The official news agency, Irna, said the chief Iranian nuclear negotiator, Saeed Jalili, would meet the European Union's envoy, Javier Solana, on 19 July in Geneva - although this has not yet been confirmed by Mr Solana's office.
The BBC's Jon Leyne in Tehran says that although Iran seems willing to talk, it is unclear whether it is willing to give any ground.
A missile defence shield with these parameters is not needed to monitor or react to such threats
Iran denies Western assertions that it is developing nuclear weapons and insists its nuclear programme is intended for peaceful purposes.
Some analysts saw this week's missile tests as an attempt by hardliners to discourage compromise.
The EU urged Iran to suspend uranium enrichment within its nuclear programme, saying that the missile tests "can only reinforce the international community's concerns".
"The EU calls on Iran to respond to the demands of the entire international community... and achieve a negotiated solution to the nuclear issue," a statement issued in Paris said.
The tests are said to have included the Shahab-3 missile, which is capable of reaching Israel and a number of US allies in the region, but not the proposed US shield bases in Poland and the Czech Republic.

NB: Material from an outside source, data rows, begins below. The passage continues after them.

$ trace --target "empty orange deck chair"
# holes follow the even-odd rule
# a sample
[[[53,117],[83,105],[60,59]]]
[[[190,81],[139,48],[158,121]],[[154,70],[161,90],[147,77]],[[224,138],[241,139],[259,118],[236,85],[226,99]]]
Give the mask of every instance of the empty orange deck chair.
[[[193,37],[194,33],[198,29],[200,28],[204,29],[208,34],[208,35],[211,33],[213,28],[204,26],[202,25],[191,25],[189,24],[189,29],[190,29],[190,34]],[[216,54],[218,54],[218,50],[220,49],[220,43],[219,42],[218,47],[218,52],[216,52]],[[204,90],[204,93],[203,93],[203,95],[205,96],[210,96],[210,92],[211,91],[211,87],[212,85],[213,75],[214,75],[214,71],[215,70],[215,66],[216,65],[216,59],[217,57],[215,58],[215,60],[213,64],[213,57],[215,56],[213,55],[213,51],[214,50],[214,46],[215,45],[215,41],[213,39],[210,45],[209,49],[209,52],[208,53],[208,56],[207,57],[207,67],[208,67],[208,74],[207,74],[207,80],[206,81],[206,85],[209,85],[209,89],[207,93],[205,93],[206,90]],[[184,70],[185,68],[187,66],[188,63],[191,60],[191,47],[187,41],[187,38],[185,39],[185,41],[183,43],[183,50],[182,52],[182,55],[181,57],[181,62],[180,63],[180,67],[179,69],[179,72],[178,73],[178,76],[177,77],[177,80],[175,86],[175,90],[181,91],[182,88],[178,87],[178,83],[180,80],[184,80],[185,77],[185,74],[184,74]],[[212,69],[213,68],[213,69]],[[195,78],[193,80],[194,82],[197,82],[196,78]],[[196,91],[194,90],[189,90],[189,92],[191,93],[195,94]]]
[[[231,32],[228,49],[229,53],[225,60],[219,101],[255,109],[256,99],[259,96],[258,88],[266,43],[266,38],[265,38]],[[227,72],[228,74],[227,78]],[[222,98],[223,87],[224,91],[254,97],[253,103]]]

Earlier this week, the US signed an agreement with the Czech Republic which would allow the Americans to build a tracking radar station there as part of the system they hope will be operational by 2012.
Washington also hopes to place 10 interceptor missiles in Poland but has yet to reach agreement with the government there.
The BBC's James Rodgers, in Moscow, says repeated assurances from senior figures in Washington have failed to convince Moscow that the proposed shield represents no danger to Russia.
Mr Lavrov told reporters on Friday the tests showed that "a missile defence shield with these parameters is not needed to monitor or react to such threats".
He said Moscow was convinced that what he called the imagined nature of the Iranian missile threat was a pretext for the missile shield.
"We believe that any issue related to Iran should be resolved through negotiation, through political-diplomatic means... and not through threats," he said.
Moscow fears locating the system near its borders could weaken its own defences or be used to spy on Russia. It has previously threatened to aim its own missiles at any eventual base in Poland or the Czech Republic.